L’argent de l’aide aux sans-abri est mal utilisé, c’est ce que dénonce l’ASBL Infirmiers de Rue. L’argent sert trop souvent à gérer les situations d’urgence, "Ce qui ne sert à rien s’il n’y a pas de prévention et d’accompagnement à long terme", explique Pierre Ryckmans de l’ASBL Infirmiers de rue.

Alain Maron, le ministre bruxellois en charge de l’aide aux personnes était l’invité de Viva Bruxelles ce mercredi matin. Il partage cet avis.

"Je ne dirais pas que cela ne sert à rien", entame le ministre, quand on lui demande si l’efficacité de ce qui est mis en œuvre fait ses preuves à Bruxelles. "Mais ce qui a été décidé par ce gouvernement, c’est quand même de changer les paradigmes. C’est vrai que l’on met beaucoup d’argent dans de l’hébergement d’urgence pour que personne ne soit à la rue.

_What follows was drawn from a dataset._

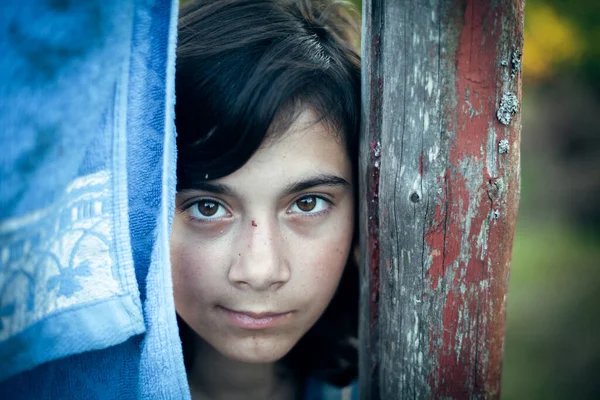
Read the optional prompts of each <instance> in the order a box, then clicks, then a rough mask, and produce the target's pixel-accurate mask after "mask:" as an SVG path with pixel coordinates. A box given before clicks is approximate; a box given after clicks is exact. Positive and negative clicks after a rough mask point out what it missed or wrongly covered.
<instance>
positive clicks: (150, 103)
mask: <svg viewBox="0 0 600 400" xmlns="http://www.w3.org/2000/svg"><path fill="white" fill-rule="evenodd" d="M176 22H177V2H176V1H175V0H154V1H152V0H147V1H142V0H136V1H134V0H131V1H122V0H85V1H74V0H20V1H18V2H17V1H9V2H6V3H5V4H3V9H2V13H1V14H0V52H1V54H2V57H0V146H1V147H0V381H2V382H0V398H11V399H21V398H22V399H33V398H35V399H44V398H49V399H54V398H60V399H71V398H72V399H82V398H86V399H88V398H89V399H96V398H97V399H115V398H119V399H121V398H123V399H129V398H131V399H134V398H152V399H186V398H189V389H188V386H187V379H186V375H185V369H184V365H183V358H182V354H181V344H180V342H179V336H178V332H177V324H176V320H175V310H174V305H173V296H172V285H171V275H170V264H169V251H168V246H169V243H168V236H169V229H170V223H171V216H172V213H173V203H174V194H175V193H174V191H175V140H174V136H175V130H174V125H173V119H174V116H173V106H174V93H173V91H174V55H175V44H176V43H175V39H176Z"/></svg>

C’est sans doute quelque chose qu’il faut faire mais on ne met pas assez de moyens dans l’hébergement structurel ou la remise en logement". La Région compte donc changer de stratégie et dépenser d’avantages de moyens dans les mécanismes d’hébergement, pour loger de façon durable les gens précarisés. "L’autre possibilité est de mettre des moyens pour que ces gens précarisés ne perdent pas leur logement", complète Alain Maron.

Le budget de l’Housing first doublé l’année prochaine

Housing First est un mécanisme qui propose un accès immédiat au logement, depuis la rue, sans étapes intermédiaires et sans autres conditions que celles auxquelles est soumis un locataire classique. La région Bruxelles-Capitale a décidé de multiplier par deux le budget alloué à ce modèle qui favorise la réinsertion sociale. "On a aussi 15 millions d’euros supplémentaires pour la politique d’aide aux sans-abri. Cet argent, on va le mettre prioritairement sur les programmes d’aide structurelle ", détaille le ministre "pour aider les maisons d’accueil à accompagner du public à trouver du logement, pour mobiliser des logements publics et des logements privés pour les sans-abri,…".

Fin du plan hiver

L’idée part du constat que la problématique de la vie en rue est présente toute l’année. "Les personnes décèdent en rue, y compris pendant l’été. Nous voulons que les opérateurs gèrent cela sur une programmation annuelle. Donc c’est la fin d’un plan hiver particulier", conclut le ministre bruxellois de l’aide aux personnes. La volonté est donc de favoriser les mesures durables de remise en logement. L’accueil d’urgence sera toutefois toujours financé. "Au sens strict ce sera sans doute le dernier plan hiver maintenant, il y aura toujours des légères augmentations de capacité pendant l’hiver pour accueillir en urgence".